Tom vivía solo en un tranquilo apartamento encima de una pequeña panadería. No era un lugar lujoso, pero era suyo, acogedor, familiar, predecible. Por las noches le gustaba tumbarse en el sofá, mirando su teléfono, arrullado por el suave aroma del pan recién horneado que subía desde abajo.
Por eso se dio cuenta enseguida.
Una noche, mientras estaba tumbado en el sofá, su mirada se posó en el techo. Y allí, bajo la suave luz de la lámpara, lo vio: una huella solitaria de un pie descalzo.
No era una mancha, ni un rastro. Era una huella nítida y polvorienta de un pie humano.
En el techo.
Tom frunció el ceño y acercó una silla. Tocó la huella: era real. El polvo se le pegó a los dedos. Pero arriba no había vecinos. Solo había el techo.
Se dijo a sí mismo que no significaba nada. Quizás era su imaginación, un resto de las reformas que se habían hecho hacía muchos años. Se acostó inquieto.
A la noche siguiente aparecieron tres más.
Pequeñas huellas polvorientas que formaban una línea.
A la noche siguiente ya eran siete.
Se extendían por el techo, como si alguien hubiera estado caminando de un lado a otro, no, como si alguien viviera allí.
Tom ya no podía ignorarlo. Llamó al propietario, quien juró que el ático había estado sellado durante muchos años. «No puede haber nadie allí», insistió el propietario. Pero Tom sabía lo que había visto.
Cada mañana había más.
Intentó borrarlas. Pero las huellas volvían a aparecer, frescas y nítidas, como si alguien hubiera caminado descalzo sobre el polvo hacía solo unas horas.
Y entonces llegó la noche en la que no pudo dormir. Se quedó tumbado, sin poder conciliar el sueño, mirando hacia arriba. A las 2:47 de la madrugada lo oyó.
Un crujido.
Otro más.
Pasos suaves y mesurados justo encima de su cama.
Su corazón se aceleró. «¿Eh?», susurró.
Los pasos se detuvieron.
Durante mucho tiempo, reinó el silencio en la habitación. Entonces, lo que parecía imposible, las huellas en el techo comenzaron a multiplicarse, una tras otra, como si unos pies invisibles estuvieran caminando sobre él en ese mismo momento.
Tom se levantó de la cama temblando. Pasó el resto de la noche casi sin dormir.
Pero a la mañana siguiente vio algo que casi le hizo marcharse para siempre.
Las huellas ya no estaban solo en el techo.
Habían comenzado a descender por las paredes.
Día tras día se arrastraban cada vez más abajo: huellas de pies humanos cubiertos de polvo que se acercaban al suelo. Se acercaban a él.
Desesperado, Tom llamó a su hermana y le rogó que viniera a verlo por sí misma. Ella llegó por la noche, escéptica. Pero cuando entró en la casa y miró hacia arriba, se quedó pálida.
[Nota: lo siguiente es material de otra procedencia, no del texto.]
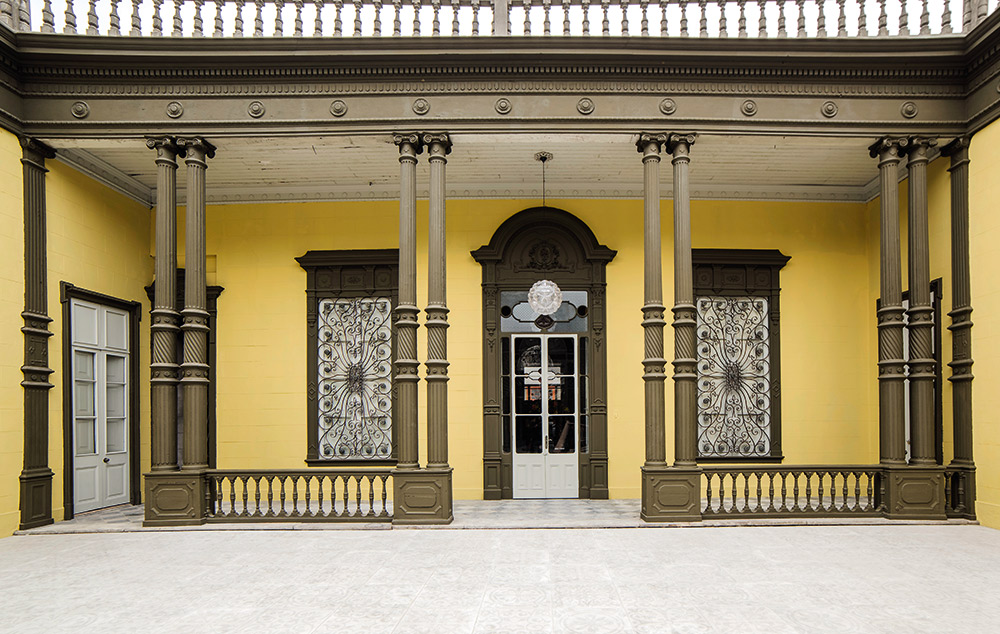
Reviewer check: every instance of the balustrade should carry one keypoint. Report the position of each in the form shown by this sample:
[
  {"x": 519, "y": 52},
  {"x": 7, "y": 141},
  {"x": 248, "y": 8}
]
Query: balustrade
[
  {"x": 296, "y": 496},
  {"x": 792, "y": 490},
  {"x": 466, "y": 18}
]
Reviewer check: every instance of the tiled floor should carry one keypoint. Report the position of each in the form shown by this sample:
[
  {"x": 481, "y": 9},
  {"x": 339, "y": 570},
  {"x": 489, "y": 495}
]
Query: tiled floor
[{"x": 809, "y": 579}]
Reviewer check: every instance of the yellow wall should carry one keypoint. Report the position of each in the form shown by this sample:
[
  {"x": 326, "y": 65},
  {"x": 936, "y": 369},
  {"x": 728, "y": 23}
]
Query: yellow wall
[
  {"x": 984, "y": 235},
  {"x": 11, "y": 342},
  {"x": 98, "y": 240},
  {"x": 262, "y": 340}
]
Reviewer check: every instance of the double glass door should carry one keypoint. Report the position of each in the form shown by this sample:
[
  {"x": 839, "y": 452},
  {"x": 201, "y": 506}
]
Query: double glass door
[{"x": 546, "y": 418}]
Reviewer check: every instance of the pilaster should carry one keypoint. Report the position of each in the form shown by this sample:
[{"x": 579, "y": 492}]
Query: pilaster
[
  {"x": 410, "y": 145},
  {"x": 961, "y": 324},
  {"x": 890, "y": 312},
  {"x": 36, "y": 476},
  {"x": 164, "y": 320}
]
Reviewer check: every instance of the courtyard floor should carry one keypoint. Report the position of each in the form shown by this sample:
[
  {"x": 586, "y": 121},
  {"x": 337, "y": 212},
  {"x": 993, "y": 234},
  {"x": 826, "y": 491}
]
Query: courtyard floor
[{"x": 742, "y": 579}]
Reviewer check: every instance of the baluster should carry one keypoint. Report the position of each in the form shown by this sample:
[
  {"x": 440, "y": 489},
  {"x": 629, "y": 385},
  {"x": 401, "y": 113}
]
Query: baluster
[
  {"x": 238, "y": 19},
  {"x": 770, "y": 491},
  {"x": 92, "y": 17},
  {"x": 178, "y": 26},
  {"x": 198, "y": 32},
  {"x": 114, "y": 22}
]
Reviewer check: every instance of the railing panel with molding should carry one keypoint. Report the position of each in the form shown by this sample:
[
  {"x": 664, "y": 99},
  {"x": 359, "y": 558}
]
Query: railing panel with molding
[
  {"x": 299, "y": 496},
  {"x": 788, "y": 491},
  {"x": 468, "y": 18}
]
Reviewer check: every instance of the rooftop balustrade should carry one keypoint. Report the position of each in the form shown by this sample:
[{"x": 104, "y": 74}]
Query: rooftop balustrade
[{"x": 477, "y": 18}]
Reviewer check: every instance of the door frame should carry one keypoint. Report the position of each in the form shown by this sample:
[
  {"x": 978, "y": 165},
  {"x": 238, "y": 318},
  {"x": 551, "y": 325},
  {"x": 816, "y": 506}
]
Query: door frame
[
  {"x": 67, "y": 293},
  {"x": 549, "y": 243}
]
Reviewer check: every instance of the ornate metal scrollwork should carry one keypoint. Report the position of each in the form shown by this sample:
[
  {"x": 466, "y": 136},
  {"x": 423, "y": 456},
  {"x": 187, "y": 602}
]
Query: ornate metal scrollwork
[
  {"x": 734, "y": 377},
  {"x": 355, "y": 378}
]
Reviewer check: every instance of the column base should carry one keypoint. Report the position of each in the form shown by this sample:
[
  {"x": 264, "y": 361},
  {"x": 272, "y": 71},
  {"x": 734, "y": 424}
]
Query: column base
[
  {"x": 36, "y": 498},
  {"x": 174, "y": 498},
  {"x": 421, "y": 496},
  {"x": 913, "y": 493},
  {"x": 671, "y": 494}
]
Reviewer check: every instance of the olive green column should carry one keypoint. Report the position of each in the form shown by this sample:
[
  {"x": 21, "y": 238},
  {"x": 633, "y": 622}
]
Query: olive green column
[
  {"x": 921, "y": 364},
  {"x": 164, "y": 328},
  {"x": 685, "y": 372},
  {"x": 406, "y": 363},
  {"x": 891, "y": 375},
  {"x": 194, "y": 370},
  {"x": 963, "y": 487},
  {"x": 36, "y": 476},
  {"x": 669, "y": 493}
]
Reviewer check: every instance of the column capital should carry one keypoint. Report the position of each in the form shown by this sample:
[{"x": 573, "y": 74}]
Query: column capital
[
  {"x": 195, "y": 149},
  {"x": 166, "y": 147},
  {"x": 888, "y": 148},
  {"x": 34, "y": 152},
  {"x": 679, "y": 145},
  {"x": 650, "y": 144},
  {"x": 958, "y": 150},
  {"x": 410, "y": 145},
  {"x": 438, "y": 144}
]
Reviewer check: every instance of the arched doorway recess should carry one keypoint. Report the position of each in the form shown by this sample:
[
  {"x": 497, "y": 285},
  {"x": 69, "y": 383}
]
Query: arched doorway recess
[{"x": 544, "y": 243}]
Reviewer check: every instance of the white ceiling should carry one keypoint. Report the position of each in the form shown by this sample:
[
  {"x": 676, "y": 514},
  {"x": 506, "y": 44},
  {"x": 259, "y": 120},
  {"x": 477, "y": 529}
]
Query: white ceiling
[{"x": 362, "y": 167}]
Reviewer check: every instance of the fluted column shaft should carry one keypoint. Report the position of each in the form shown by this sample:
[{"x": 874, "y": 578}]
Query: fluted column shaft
[
  {"x": 685, "y": 370},
  {"x": 438, "y": 147},
  {"x": 164, "y": 328},
  {"x": 653, "y": 362},
  {"x": 36, "y": 476},
  {"x": 410, "y": 145},
  {"x": 921, "y": 363},
  {"x": 194, "y": 371},
  {"x": 961, "y": 303},
  {"x": 892, "y": 438}
]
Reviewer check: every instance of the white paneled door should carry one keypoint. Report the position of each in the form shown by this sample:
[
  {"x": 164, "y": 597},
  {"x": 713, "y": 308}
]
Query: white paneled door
[
  {"x": 544, "y": 406},
  {"x": 100, "y": 362}
]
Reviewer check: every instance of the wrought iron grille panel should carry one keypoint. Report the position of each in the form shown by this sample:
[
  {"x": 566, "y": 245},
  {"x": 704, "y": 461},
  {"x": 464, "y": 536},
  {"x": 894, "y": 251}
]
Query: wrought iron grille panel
[
  {"x": 734, "y": 377},
  {"x": 355, "y": 378}
]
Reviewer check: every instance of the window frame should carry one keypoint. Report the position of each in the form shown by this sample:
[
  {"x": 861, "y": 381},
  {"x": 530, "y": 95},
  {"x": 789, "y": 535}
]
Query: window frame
[
  {"x": 345, "y": 274},
  {"x": 747, "y": 273}
]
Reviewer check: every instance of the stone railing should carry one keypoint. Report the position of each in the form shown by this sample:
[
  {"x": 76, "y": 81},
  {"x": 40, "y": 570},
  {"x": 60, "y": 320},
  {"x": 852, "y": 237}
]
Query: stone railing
[
  {"x": 790, "y": 491},
  {"x": 406, "y": 18},
  {"x": 361, "y": 495}
]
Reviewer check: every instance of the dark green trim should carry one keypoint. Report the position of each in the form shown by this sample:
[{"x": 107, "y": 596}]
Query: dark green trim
[{"x": 69, "y": 292}]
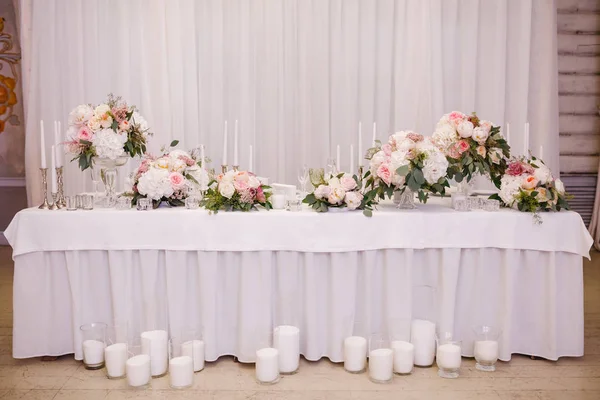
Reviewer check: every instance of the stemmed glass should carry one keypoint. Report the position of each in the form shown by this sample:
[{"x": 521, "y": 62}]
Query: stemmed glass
[{"x": 303, "y": 178}]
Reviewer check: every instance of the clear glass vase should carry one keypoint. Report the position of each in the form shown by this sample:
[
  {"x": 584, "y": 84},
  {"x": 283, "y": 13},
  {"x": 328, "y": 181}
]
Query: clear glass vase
[
  {"x": 108, "y": 174},
  {"x": 406, "y": 200}
]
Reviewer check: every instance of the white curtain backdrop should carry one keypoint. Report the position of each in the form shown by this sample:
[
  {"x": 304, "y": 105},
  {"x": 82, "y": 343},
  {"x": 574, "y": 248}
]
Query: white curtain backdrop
[{"x": 297, "y": 74}]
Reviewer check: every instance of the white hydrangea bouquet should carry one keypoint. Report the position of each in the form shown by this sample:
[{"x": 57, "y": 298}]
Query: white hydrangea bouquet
[
  {"x": 172, "y": 177},
  {"x": 236, "y": 191},
  {"x": 110, "y": 130},
  {"x": 337, "y": 191},
  {"x": 529, "y": 186},
  {"x": 473, "y": 146},
  {"x": 407, "y": 161}
]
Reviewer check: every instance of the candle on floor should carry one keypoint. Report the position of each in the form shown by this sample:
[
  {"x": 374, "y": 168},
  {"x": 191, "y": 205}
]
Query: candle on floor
[
  {"x": 422, "y": 335},
  {"x": 116, "y": 357},
  {"x": 267, "y": 365},
  {"x": 195, "y": 350},
  {"x": 448, "y": 360},
  {"x": 138, "y": 370},
  {"x": 93, "y": 353},
  {"x": 42, "y": 145},
  {"x": 156, "y": 344},
  {"x": 381, "y": 364},
  {"x": 355, "y": 354},
  {"x": 287, "y": 341},
  {"x": 404, "y": 356},
  {"x": 181, "y": 372}
]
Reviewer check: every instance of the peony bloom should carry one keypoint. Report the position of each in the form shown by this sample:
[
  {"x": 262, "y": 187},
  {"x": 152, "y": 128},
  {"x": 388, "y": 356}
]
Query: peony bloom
[{"x": 529, "y": 183}]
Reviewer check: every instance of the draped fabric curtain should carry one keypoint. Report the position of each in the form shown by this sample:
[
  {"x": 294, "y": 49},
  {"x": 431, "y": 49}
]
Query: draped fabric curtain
[{"x": 298, "y": 75}]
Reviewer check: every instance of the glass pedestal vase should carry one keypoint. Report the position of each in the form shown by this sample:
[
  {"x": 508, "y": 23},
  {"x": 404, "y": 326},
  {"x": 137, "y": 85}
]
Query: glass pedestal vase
[
  {"x": 405, "y": 200},
  {"x": 108, "y": 174}
]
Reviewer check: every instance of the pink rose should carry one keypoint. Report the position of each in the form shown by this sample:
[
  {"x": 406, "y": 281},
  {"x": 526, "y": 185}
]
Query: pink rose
[
  {"x": 84, "y": 133},
  {"x": 384, "y": 173},
  {"x": 387, "y": 149},
  {"x": 177, "y": 180},
  {"x": 462, "y": 146},
  {"x": 348, "y": 183},
  {"x": 260, "y": 195},
  {"x": 529, "y": 183}
]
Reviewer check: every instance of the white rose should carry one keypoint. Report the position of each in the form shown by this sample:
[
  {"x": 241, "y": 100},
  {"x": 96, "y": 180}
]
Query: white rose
[
  {"x": 465, "y": 129},
  {"x": 322, "y": 192},
  {"x": 480, "y": 135},
  {"x": 560, "y": 186},
  {"x": 336, "y": 195},
  {"x": 348, "y": 182},
  {"x": 101, "y": 110},
  {"x": 353, "y": 200},
  {"x": 542, "y": 173},
  {"x": 80, "y": 115},
  {"x": 226, "y": 189},
  {"x": 253, "y": 182}
]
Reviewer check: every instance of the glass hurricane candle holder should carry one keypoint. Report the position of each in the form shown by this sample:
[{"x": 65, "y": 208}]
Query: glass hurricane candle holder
[{"x": 485, "y": 348}]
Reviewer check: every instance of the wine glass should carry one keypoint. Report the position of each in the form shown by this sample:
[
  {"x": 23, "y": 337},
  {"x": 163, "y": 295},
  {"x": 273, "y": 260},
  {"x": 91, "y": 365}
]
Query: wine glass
[{"x": 303, "y": 178}]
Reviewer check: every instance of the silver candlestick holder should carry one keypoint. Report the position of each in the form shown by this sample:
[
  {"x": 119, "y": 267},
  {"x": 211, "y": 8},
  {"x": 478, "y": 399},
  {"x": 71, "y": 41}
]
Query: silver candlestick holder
[
  {"x": 54, "y": 206},
  {"x": 44, "y": 205},
  {"x": 60, "y": 201}
]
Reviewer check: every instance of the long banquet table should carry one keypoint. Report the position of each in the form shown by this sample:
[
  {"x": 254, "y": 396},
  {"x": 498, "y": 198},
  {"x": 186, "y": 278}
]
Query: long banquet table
[{"x": 236, "y": 275}]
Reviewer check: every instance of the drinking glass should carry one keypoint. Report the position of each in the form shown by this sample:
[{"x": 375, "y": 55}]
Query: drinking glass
[{"x": 303, "y": 178}]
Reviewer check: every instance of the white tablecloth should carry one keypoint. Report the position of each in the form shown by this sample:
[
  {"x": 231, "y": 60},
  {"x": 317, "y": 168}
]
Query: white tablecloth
[{"x": 115, "y": 266}]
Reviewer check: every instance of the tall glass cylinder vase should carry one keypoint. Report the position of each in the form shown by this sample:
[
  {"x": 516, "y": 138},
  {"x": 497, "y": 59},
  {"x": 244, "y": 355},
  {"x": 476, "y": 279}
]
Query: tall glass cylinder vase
[{"x": 108, "y": 174}]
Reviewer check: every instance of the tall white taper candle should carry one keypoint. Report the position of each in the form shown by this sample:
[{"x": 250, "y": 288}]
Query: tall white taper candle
[
  {"x": 235, "y": 146},
  {"x": 360, "y": 153},
  {"x": 42, "y": 145},
  {"x": 224, "y": 159}
]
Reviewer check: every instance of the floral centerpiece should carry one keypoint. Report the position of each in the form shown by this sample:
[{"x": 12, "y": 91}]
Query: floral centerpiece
[
  {"x": 529, "y": 186},
  {"x": 472, "y": 146},
  {"x": 172, "y": 177},
  {"x": 236, "y": 190},
  {"x": 339, "y": 191},
  {"x": 407, "y": 161},
  {"x": 110, "y": 131}
]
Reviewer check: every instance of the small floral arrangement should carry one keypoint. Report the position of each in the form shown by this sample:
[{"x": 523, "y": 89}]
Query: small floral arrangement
[
  {"x": 172, "y": 177},
  {"x": 236, "y": 190},
  {"x": 109, "y": 130},
  {"x": 407, "y": 160},
  {"x": 529, "y": 186},
  {"x": 341, "y": 190},
  {"x": 472, "y": 146}
]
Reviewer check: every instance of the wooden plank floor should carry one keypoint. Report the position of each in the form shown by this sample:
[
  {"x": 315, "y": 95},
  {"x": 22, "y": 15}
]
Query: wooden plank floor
[{"x": 522, "y": 378}]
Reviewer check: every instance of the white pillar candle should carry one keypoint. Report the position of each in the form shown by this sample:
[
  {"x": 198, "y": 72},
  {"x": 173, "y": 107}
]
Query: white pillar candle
[
  {"x": 235, "y": 146},
  {"x": 422, "y": 335},
  {"x": 181, "y": 372},
  {"x": 224, "y": 159},
  {"x": 486, "y": 351},
  {"x": 267, "y": 365},
  {"x": 93, "y": 352},
  {"x": 287, "y": 342},
  {"x": 195, "y": 350},
  {"x": 116, "y": 357},
  {"x": 53, "y": 170},
  {"x": 250, "y": 160},
  {"x": 381, "y": 364},
  {"x": 448, "y": 356},
  {"x": 156, "y": 345},
  {"x": 360, "y": 153},
  {"x": 42, "y": 145},
  {"x": 404, "y": 356},
  {"x": 355, "y": 353},
  {"x": 138, "y": 370},
  {"x": 374, "y": 133}
]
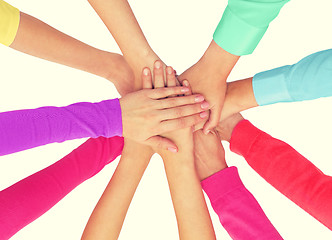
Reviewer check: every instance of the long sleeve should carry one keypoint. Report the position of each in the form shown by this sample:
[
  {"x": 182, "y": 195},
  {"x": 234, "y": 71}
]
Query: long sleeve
[
  {"x": 238, "y": 210},
  {"x": 286, "y": 170},
  {"x": 308, "y": 79},
  {"x": 28, "y": 199},
  {"x": 9, "y": 21},
  {"x": 244, "y": 23},
  {"x": 24, "y": 129}
]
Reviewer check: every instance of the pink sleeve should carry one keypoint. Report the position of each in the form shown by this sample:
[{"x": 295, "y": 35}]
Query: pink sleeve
[
  {"x": 25, "y": 129},
  {"x": 238, "y": 210},
  {"x": 28, "y": 199},
  {"x": 285, "y": 169}
]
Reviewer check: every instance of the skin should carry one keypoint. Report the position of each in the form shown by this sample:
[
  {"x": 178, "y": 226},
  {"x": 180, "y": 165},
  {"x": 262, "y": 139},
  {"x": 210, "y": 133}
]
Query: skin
[
  {"x": 107, "y": 218},
  {"x": 154, "y": 114},
  {"x": 226, "y": 127},
  {"x": 191, "y": 212},
  {"x": 209, "y": 154},
  {"x": 208, "y": 77},
  {"x": 239, "y": 97}
]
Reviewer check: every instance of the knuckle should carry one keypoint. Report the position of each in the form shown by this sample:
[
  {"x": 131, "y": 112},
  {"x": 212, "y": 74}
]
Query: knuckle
[{"x": 182, "y": 123}]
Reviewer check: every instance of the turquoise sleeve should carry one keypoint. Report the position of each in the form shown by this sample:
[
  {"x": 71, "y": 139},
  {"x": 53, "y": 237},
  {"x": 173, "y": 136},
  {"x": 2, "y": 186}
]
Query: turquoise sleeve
[
  {"x": 309, "y": 79},
  {"x": 244, "y": 23}
]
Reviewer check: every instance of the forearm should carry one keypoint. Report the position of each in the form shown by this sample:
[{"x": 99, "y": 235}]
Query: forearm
[
  {"x": 238, "y": 210},
  {"x": 31, "y": 197},
  {"x": 285, "y": 169},
  {"x": 38, "y": 39},
  {"x": 218, "y": 61},
  {"x": 308, "y": 79},
  {"x": 108, "y": 216},
  {"x": 188, "y": 200}
]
«Tom… son recientes. El polvo ni siquiera se ha asentado todavía».
Esa noche se quedó con él. Juntos se quedaron despiertos, observando. A las 3 de la madrugada, los crujidos volvieron. Los pasos resonaban lentamente, de forma deliberada. Y entonces lo vieron.
Una huella descalza se formó ante sus ojos.
El polvo se movió, se acumuló y dejó una marca en el techo. Luego otra. Y otra más.
Su hermana le agarró de la mano. «Tom, ya no cruzan».
Tenía razón.
Las huellas ya no se movían horizontalmente.
Bajaban directamente hacia su cama.
Y lo último que Tom recordó antes de perder el conocimiento fue la forma de un pie humano completo pegado a la pared… los dedos se doblaban como si intentara atravesarla.